Мы разговаривали негромко, но мужчина вдруг полуразвернулся в нашу сторону, внимательно оглядел с ног до макушки. Ничего не сказав, снова наклонился над калькулятором. Папен слился, затем Оля, симпатичная дальняя родственница его незаконной жены — они были не расписаны, хотя имели совместного ребенка. Потом Коля с нависшими надбровными дугами и квадратной челюстью вперед. За вечно угрюмый вид его особенно «любили» менты. Еще два человека, Аркаша и, наконец, я.
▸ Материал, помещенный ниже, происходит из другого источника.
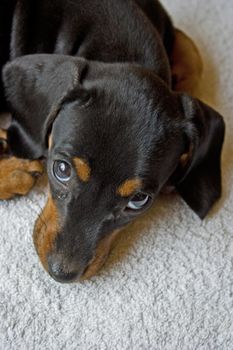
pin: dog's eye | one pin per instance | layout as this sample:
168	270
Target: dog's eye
62	170
139	201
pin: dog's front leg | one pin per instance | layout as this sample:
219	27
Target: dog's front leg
17	176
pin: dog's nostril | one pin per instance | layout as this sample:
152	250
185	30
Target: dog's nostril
56	270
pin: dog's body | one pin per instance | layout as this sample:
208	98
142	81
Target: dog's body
94	99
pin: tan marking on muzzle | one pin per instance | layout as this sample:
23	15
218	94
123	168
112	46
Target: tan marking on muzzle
46	230
102	252
83	169
128	187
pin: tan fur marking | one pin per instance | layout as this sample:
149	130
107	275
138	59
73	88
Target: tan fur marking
46	230
102	252
50	141
186	64
129	187
82	168
3	134
17	176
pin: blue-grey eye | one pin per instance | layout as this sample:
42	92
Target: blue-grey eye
139	201
62	171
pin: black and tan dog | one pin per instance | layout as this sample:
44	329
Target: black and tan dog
89	86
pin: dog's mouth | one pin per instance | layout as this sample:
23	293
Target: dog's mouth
102	252
45	233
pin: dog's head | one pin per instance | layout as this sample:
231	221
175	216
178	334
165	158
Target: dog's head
113	135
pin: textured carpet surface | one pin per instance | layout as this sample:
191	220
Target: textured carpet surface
168	284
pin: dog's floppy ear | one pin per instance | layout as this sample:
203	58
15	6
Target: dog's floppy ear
199	174
36	87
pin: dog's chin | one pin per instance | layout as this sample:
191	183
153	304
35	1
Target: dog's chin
102	252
— Больше не беру, — предупредил мужчина, когда мы рассовали деньги по сумкам. — Ну и уголовщины здесь у вас, на каждом шагу.
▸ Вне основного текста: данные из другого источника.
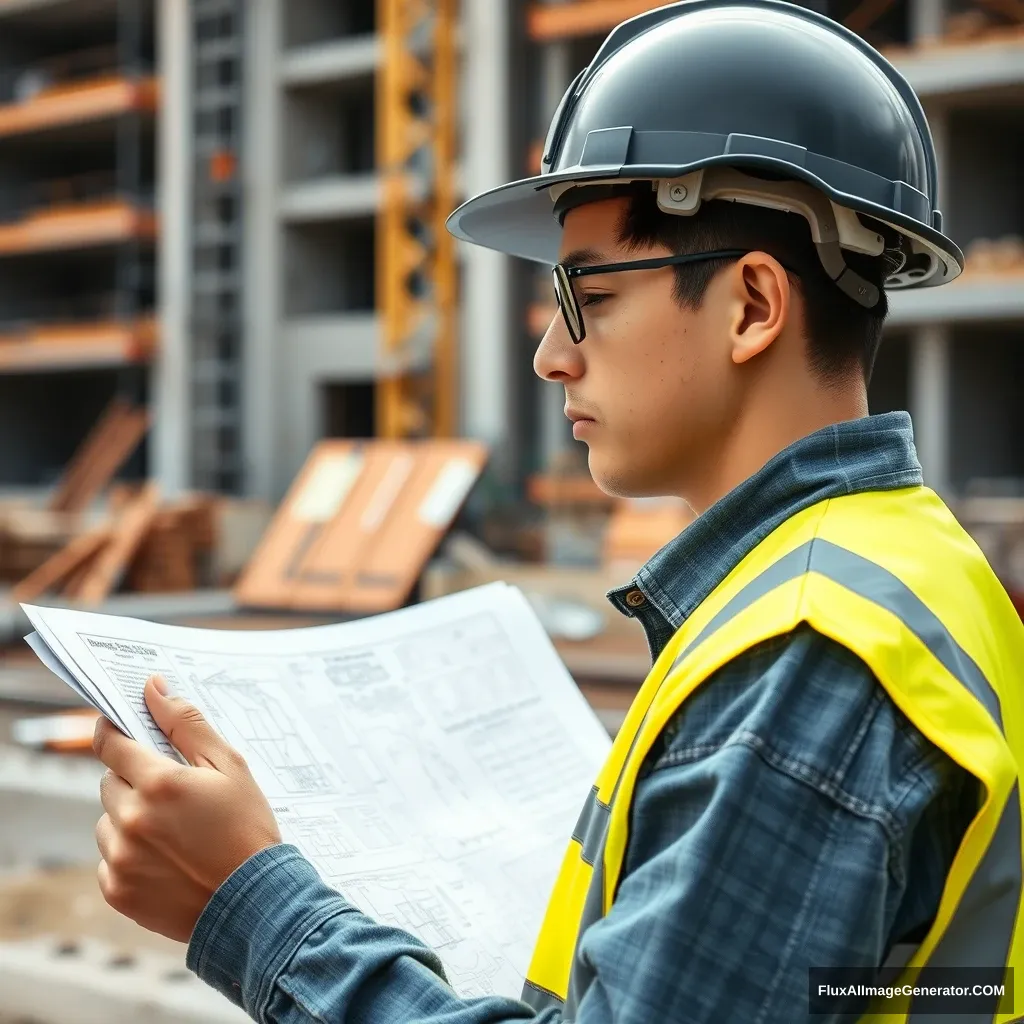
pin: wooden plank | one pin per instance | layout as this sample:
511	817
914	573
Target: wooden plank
81	101
76	226
104	451
62	564
128	535
358	525
639	528
72	587
78	345
548	23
— В Москве стреляют чаще, — отрицательно отреагировал на его замечания Коля. — Ростов — папа, вроде, разобрался со своими непослушными детьми.

— Да, черномазых у нас половина Кавказа. Никакие облавы не помогают, — повертев шеей в разные стороны, мужчина поднял руку. — Ну все, казачки, желаю удачи.
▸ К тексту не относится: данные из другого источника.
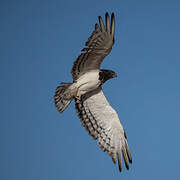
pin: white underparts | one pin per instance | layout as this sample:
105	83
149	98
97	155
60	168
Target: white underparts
87	82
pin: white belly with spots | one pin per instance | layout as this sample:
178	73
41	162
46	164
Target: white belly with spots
88	82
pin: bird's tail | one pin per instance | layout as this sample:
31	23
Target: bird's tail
63	96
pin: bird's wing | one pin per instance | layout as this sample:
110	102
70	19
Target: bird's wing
98	46
103	124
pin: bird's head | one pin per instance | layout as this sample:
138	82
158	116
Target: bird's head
105	75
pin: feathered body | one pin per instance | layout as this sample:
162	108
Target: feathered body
96	114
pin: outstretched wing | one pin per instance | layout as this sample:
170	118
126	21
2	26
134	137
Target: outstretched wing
98	45
102	123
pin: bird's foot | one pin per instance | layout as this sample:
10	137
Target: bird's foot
78	98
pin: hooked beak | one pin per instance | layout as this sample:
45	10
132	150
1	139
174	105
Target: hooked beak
115	75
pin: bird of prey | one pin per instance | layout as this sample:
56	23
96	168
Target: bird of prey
97	116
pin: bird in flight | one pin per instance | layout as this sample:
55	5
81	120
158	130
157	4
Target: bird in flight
97	116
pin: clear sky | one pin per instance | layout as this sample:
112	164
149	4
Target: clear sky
39	41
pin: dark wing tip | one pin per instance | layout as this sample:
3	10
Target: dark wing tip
112	24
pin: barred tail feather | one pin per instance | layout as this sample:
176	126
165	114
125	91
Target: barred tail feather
63	96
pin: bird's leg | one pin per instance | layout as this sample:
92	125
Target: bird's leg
78	97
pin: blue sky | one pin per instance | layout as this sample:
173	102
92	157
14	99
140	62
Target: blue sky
39	41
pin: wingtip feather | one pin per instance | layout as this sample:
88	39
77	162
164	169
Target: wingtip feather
112	24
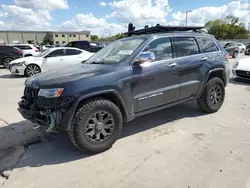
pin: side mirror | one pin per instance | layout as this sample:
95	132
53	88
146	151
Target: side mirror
144	57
— Тебе тоже, кацапчик. Привет столице.

Я сразу заторопился на базар выяснять обстановку. Пиджака с другими купцами нигде не было. Наверное, они уже затоварились и покинули поле боя раньше назначенного вчера времени. Свое слово — принимать чеки по двадцать тысяч — они тоже не сдержали, хотя между ваучеристами и купцами когда-то действовал принцип договоренности. То есть, несмотря на падение или взлет курса ваучера брать его по заранее оговоренной цене. Да что теперь об этом вспоминать.

— Все, брат, закончилась лафа, — похлопал меня по плечу Виталик, успевший пропустить стаканчик вина.

— Но ребята продолжают скупать, — заметил я.

— По тысяче, на всякий случай. Вдруг представится возможность после завершения всех дел сдать чек в сберкассу по номиналу. Правительство как-то намекало.

— О, надежды вьюношей еще питают, — воскликнул я, подумав, что это неплохой способ вложения денег на короткий срок с тысячепроцентным их приростом. — В таком случае, почему теряешься ты?

— Ошибаешься, братское сердце. Два чека уже в заначке, по штуке за каждый. Ребята, которые еще не раскрутили своего дела, тоже вкладывают бабки в них.

Прекрасно, значит, банк продолжается, господа ваучеристы. Я шустро засновал между встречными потоками людей к выходу с рынка. Возле Коли какой-то коренастый мужик яростно рвал на клочки несколько ваучеров. Швырнув обрывки бумаги на асфальт, принялся топтать их ногами.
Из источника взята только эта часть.